Come già altre volte, utilizzo la mia laurea in lingue per disquisire di economia con piena cognizione di causa. Qualsiasi argomentazione teorica, infatti, non deve mai prescindere dalla considerazione pratica che siamo in Italia, dove un ginecologo può essere nominato consigliere della Corte dei Conti.
E dunque, correva l'anno 1966 quando i miei genitori mi assegnarono la prima paghetta settimanale di lire 500. Il prezzo di una bustina di figurine dei calciatori era all'epoca di 10 lire; se quindi l'avessi spesa tutta in figurine (e a volte l'ho fatto) avrei potuto acquistarne 50 bustine.
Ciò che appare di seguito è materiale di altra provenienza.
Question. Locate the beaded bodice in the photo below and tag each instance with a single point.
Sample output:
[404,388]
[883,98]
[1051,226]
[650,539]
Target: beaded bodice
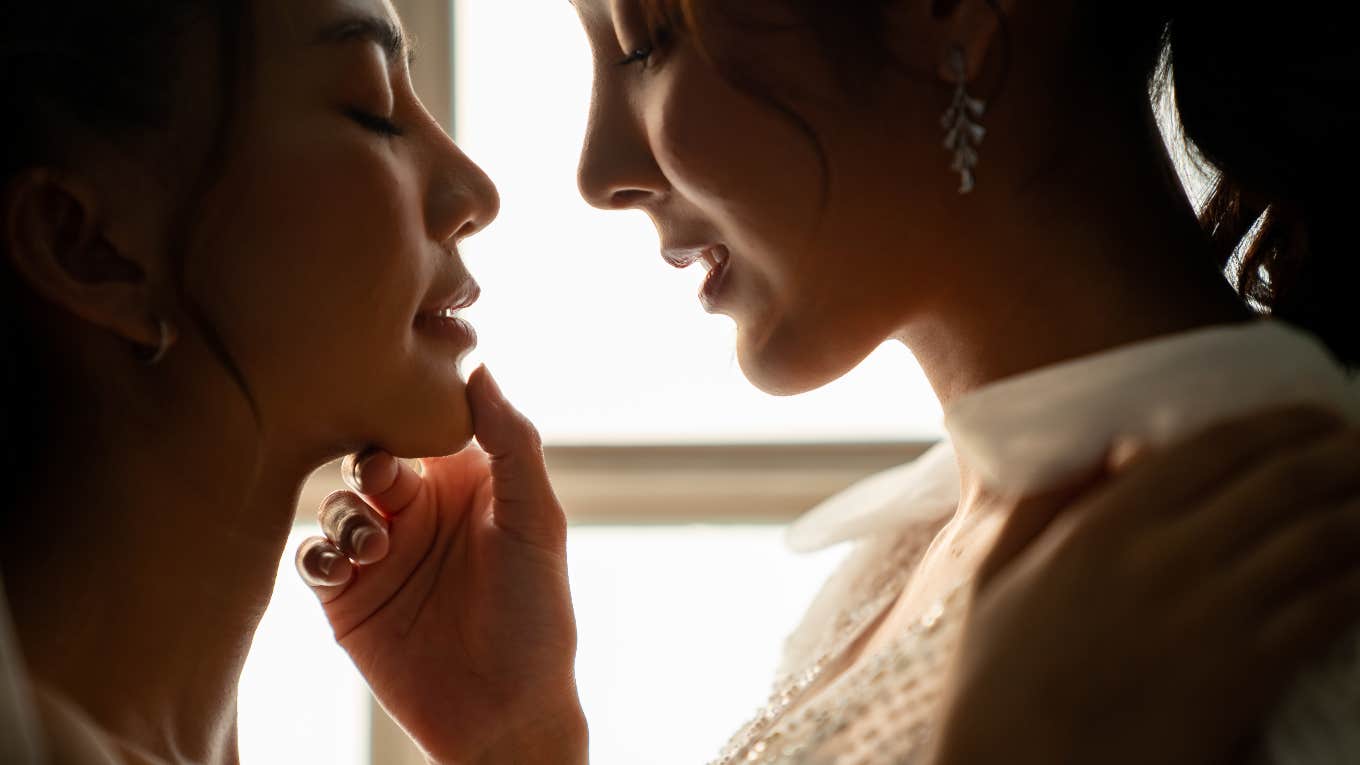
[879,711]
Oggigiorno una bustina dei calciatori costa un euro e quindi l'equivalente della mia paghetta di allora dovrebbe essere di 50 euro; se consideriamo che il valore nominale di 500 lire corrisponde a 25 centesimi, possiamo dedurne che ciò che nel 1966 acquistavo con 25 centesimi, sessanta anni dopo lo pago 50 euro, vale a dire 200 volte di più.
Una tale sesquipedale discrepanza, ca va sans dire, giova unicamente alla classe abbiente, non certo ai poveracci ma la altrettanto sesquipedale meraviglia è vedere esponenti dei cosiddetti partiti di sinistra opporsi alla tassa patrimoniale.